From my bedroom window, I could see through the darkness and gaze down at the hoards of fleeing people. The new policy of “good neighborliness” had come to fruition, and the first signs of the nightmare to which blacks would be subjected were already beginning to blossom.
The next morning as I walked to school I took an inventory of changes I observed. My few colleagues of color were not present and something told me that they would never return to this school again. The first words uttered by any teacher were about last night’s announcement. When my principal came and spoke to us, I remembered the strange feeling that ran through my body when I heard the Prime Minister’s speech last night; a mixture of fear and insecurity invaded me. Through this apartheid measure, the government not only legalized racial segregation, but it turned racism into a social norm. Despite the apparent immorality of these current events, I believe that I was only one of a few in school that believed that apartheid was fundamentally wrong. I saw in the eyes of my colleagues and the director’s speech that everyone seemed satisfied with the new law. My own parents said they were relieved to note that they did not have to worry anymore about a school where blacks were “supported.”

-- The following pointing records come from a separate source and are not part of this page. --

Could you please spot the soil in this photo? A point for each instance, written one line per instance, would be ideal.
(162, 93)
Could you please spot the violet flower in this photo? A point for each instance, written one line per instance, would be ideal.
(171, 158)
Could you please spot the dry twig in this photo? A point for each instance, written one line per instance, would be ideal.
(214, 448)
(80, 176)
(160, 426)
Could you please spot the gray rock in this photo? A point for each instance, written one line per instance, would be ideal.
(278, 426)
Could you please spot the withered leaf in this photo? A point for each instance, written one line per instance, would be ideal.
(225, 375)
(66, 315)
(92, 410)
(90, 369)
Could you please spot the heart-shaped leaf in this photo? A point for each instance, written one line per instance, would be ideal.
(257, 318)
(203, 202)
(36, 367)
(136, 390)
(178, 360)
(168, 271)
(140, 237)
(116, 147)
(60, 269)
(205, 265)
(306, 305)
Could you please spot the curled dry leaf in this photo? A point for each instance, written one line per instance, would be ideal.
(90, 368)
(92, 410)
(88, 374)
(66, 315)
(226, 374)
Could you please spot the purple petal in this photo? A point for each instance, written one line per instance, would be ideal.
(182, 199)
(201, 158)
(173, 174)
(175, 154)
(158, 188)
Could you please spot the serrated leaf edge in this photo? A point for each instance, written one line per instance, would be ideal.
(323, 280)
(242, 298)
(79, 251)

At break time the tenseness of the day seemed to melt away and things functioned with a business-as-usual type calm. But as I walked to the lunch line I witnessed something that startled me. It was normal that no one looked in the eyes of women who served in the cafeteria, but today few people waiting in line just pointed to the food and left. I noticed that the student’s jaws were pointed higher, and the employees’ shoulders were left bent. When I reached the front of the lunch line, I greeted the clerk and asked for my lunch, causing everyone’s heads to swivel towards me. To my surprise, the black lady began to tear up. Before I knew what I was doing, I pushed past the cafeteria counter and wrapped her in a warm embrace.

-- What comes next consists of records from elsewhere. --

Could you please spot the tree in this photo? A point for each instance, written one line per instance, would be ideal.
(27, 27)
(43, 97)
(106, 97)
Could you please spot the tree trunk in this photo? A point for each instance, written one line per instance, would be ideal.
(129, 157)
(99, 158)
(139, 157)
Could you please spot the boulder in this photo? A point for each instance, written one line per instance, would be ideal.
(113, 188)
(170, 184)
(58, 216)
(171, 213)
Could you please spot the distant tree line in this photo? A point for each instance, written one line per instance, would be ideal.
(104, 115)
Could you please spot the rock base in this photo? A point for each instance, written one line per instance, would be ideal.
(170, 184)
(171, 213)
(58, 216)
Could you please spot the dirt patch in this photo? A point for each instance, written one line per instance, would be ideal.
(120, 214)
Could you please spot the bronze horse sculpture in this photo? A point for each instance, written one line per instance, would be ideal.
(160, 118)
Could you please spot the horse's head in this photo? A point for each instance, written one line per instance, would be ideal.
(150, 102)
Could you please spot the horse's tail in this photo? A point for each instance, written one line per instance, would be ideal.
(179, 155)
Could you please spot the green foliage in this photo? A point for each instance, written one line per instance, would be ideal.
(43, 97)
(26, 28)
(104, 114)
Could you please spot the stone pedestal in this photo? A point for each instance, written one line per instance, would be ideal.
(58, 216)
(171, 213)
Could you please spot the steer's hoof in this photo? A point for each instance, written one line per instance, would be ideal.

“You do not have to feel lesser than. The politicians who’ve approved of this system are so small that they need to use others as tools to feel better about themselves.” I whispered.

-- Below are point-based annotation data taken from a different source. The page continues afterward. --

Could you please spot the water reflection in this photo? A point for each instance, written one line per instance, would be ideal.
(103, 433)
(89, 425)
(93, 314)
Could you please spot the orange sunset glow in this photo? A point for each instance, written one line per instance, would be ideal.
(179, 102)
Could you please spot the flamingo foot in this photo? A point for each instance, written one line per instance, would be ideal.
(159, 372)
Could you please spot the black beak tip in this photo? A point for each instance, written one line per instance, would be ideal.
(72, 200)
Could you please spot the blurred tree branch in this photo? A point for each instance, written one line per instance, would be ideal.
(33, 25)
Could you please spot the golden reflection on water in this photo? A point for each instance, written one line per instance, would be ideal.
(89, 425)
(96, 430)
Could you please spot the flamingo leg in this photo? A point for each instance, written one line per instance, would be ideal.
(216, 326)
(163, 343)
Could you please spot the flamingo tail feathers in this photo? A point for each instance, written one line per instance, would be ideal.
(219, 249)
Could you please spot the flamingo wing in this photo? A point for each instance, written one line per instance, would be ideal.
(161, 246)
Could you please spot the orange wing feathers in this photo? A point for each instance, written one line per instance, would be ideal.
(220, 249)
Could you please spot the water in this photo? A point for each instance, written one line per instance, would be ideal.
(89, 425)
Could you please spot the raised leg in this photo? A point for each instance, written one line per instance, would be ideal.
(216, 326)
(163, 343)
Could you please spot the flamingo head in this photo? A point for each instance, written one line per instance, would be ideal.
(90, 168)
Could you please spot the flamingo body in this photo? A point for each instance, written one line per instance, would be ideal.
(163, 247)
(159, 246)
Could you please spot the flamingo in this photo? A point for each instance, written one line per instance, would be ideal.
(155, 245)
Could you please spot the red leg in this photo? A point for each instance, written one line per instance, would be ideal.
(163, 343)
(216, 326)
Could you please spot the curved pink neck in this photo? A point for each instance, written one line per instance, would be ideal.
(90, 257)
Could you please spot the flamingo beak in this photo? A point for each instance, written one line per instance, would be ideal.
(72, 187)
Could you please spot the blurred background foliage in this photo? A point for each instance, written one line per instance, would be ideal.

I felt her tears stream down my shoulder. Though I held her, my good intentions couldn’t even begin to heal the hurt she must have been feeling.
“Luiza!” the director shouted.
When I finally broke from the kitchen worker, I turned to a sea of eyes all staring at me. Everyone was perplexed by the scene playing out before them; they did not seem to understand my reason for this sudden gesture of compassion. My director shot daggers at me and whisked me off to her office.
“Why do you do it? ” she interrogated me.
“I’m sorry, I don’t think I understood your question. Do you mean why I hugged that lady in the cafeteria?” I scanned her face for some explanation to her confusing question.
“No, I am referencing your dishonorable behavior. Do your parents know that you are the main reason why those blacks continue to attend this school? You make them feel welcomed and equal to us!!” she uttered the last sentence with such an immeasurable dose of disgust that I was afraid, that I almost jumped in my seat. “Why would you do such a thing?”
I paused for a minute and stared at her. She was blonde, tall with blue eyes and white skin. Like me. But her words made me feel like we were oceans apart. I would never hold the hate that this woman carried. I focused back on her face and realized she was still waiting for an answer. And that is when I took the courage to utter the words that could lead to my suspension. “Because we are all equal.”